This was hard to read; the writer really did not come from the school of succinctness. If the writer is reading this, please try making an edit where you remove as much of the fluff and rephrase sentences like:
> When I read this detail, tucked away near the end of a Guardian article, I winced to see another of my predictions come true; that the ‘Butlerian Jihad’ would soon enter public life not as mere literary metaphor, but as a kind of political vocabulary, one destined to spiral into paranoia and violence.
Into something like:
> This idea of the "Butlerian Jihad" horrified me. We are misunderstanding Herbert's subtle warning about humans being forced to become like machines as a rallying cry against AI companies. I fear that this will lead to paranoia and violence.
I think that if the entire article was edited like that it would be a lot more readable.
They’re saying that the popular conception of a “Butlerian Jihad” is a pale shadow of what Frank Herbert outlined over the course of four novels, all of which are… look, have you read any of them? Whatever virtues you care to ascribe to Dune, “succinct” is not one of them.

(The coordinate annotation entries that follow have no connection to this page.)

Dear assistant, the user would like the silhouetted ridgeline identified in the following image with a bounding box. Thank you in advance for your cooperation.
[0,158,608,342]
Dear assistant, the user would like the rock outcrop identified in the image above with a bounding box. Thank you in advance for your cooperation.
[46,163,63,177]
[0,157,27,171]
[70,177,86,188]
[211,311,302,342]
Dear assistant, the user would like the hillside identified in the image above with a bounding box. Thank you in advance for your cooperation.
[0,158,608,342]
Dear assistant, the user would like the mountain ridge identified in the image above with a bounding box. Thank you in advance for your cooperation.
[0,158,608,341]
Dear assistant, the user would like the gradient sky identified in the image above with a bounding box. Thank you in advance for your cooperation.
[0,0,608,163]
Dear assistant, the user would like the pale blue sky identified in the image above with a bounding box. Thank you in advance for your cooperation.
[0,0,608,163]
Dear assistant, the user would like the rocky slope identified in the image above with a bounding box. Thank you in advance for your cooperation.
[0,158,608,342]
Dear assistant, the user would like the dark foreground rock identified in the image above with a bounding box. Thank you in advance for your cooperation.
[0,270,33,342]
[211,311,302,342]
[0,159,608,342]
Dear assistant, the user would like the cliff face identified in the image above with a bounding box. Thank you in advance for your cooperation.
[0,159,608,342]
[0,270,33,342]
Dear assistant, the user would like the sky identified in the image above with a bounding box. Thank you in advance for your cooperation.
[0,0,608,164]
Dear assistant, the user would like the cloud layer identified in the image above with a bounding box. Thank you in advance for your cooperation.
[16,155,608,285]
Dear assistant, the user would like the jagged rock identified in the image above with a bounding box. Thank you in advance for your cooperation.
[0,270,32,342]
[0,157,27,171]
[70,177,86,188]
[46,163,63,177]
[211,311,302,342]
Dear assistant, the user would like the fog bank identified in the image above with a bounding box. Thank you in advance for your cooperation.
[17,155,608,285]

I strongly prefer the original to your edit.
The author did not say they felt horror, nor fear, nor misunderstanding.
They winced at repetition and predictability, and they let the reader experience their own emotion that followed.
As well intentioned as it is, these kind of edits subvert the author's intent -- and in this case, also erases evidence of a culture that uses apostrophes for quoting.
Maybe he should run it through AI to get a more readable version.
Why not ask an LLM to summarize it for you if you don't have the patience to sit with some prose for a bit.
I disagree, I thought it was well-written.
Its' greater sin in my view was attempting to present simple pedantry as politically relevant. The literary criticism I found enjoyable, convincing, and devoid of actionable political insight.
Your proposal does not mean the same thing as the original paragraph.
Style is a thing. Your version is not better.
Your version is considerably worse, and imo, more verbose. It misses a multitude of subtleties that the author packs into a single phrase, and frankly, doesn’t even come close to saying the same thing.
I chalk it up to an American technical class who consider the height of good writing to be an O’Reilly book.
I find that the first paragraph tells a better narrative. I prefer it muchly. The second paragraph doesn't make sense and is saying more than the first. It feels both dumbed down and more confusing.